Successful neutralization of the factors leading to intolerance, radicalism and violence depends on an array of complex policy prescriptions

(1) First, they must be aimed, above all, to solve the social and psychological problems, develop human personality and prevent the inculcation of despotism into the minds and hearts and fight against the culture of demotivation. In other words, a solution to the bulk of the current problems suffocating Muslim communities around the world seems to be a model of education and child-rearing  based upon ‘Nurturant Parent’ model which infuses tolerance, empathy and critical thinking as well produces a culture of motivation.

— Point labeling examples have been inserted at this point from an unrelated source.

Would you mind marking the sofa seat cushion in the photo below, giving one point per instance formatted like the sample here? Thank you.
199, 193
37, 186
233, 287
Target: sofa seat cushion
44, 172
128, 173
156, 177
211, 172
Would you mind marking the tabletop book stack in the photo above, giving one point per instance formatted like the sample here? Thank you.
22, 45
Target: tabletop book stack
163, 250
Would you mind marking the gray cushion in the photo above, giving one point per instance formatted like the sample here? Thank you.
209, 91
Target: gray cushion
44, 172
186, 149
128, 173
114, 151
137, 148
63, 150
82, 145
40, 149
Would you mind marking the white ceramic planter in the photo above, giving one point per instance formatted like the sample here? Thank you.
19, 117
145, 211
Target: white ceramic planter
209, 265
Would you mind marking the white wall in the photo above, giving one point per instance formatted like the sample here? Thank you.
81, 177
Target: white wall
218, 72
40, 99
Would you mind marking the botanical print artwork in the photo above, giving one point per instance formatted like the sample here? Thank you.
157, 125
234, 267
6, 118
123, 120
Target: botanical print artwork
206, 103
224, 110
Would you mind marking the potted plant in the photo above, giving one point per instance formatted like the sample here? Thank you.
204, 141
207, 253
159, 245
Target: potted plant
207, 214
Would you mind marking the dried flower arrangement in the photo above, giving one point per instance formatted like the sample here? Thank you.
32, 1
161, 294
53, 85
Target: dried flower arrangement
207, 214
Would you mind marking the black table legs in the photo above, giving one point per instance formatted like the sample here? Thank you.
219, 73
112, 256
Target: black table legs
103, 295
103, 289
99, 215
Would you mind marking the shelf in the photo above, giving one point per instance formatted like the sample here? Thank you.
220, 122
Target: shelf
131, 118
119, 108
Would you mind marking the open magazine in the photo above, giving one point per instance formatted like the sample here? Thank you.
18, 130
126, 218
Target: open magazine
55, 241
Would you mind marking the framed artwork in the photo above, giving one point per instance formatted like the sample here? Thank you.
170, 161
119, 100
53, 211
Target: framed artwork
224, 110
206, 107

In essence, despotism is a reflection of arrogance and supremacism. The mind-set of religious radicalism is shaped by a kind of deep- seated arrogance which unwittingly challenges God’s authority. The arrogance of religious radicals shows itself in how they claim to know the ‘ultimate’ truth and to possess the ‘only viable’ strategy to get all things right and how they the beliefs of other people. Therefore, it can be argued that despotism in the hearts and minds are both direct and indirect cause (through the models of upbringing and education) of religious radicalism.

(2) Second, religious identity should marry ‘faith’ and ‘humanness’; but, foremost religious interpretations ought to be pluralistic. In general, the challenges posed to the Islamic consciousness of contemporary Muslims demand finding solutions within Islamic doctrine in conjunction with the revitalizing of the spiritual Islamic understandings characterized by pluralism and inclusiveness, empathy and motivation.

(3) Last but not least a dynamic and pluralist Muslim communities can emerge only where freedoms are honored and protected, where the state also adopts motivating its citizens ‘Nurturant Parent’ model – which is a political liberal model.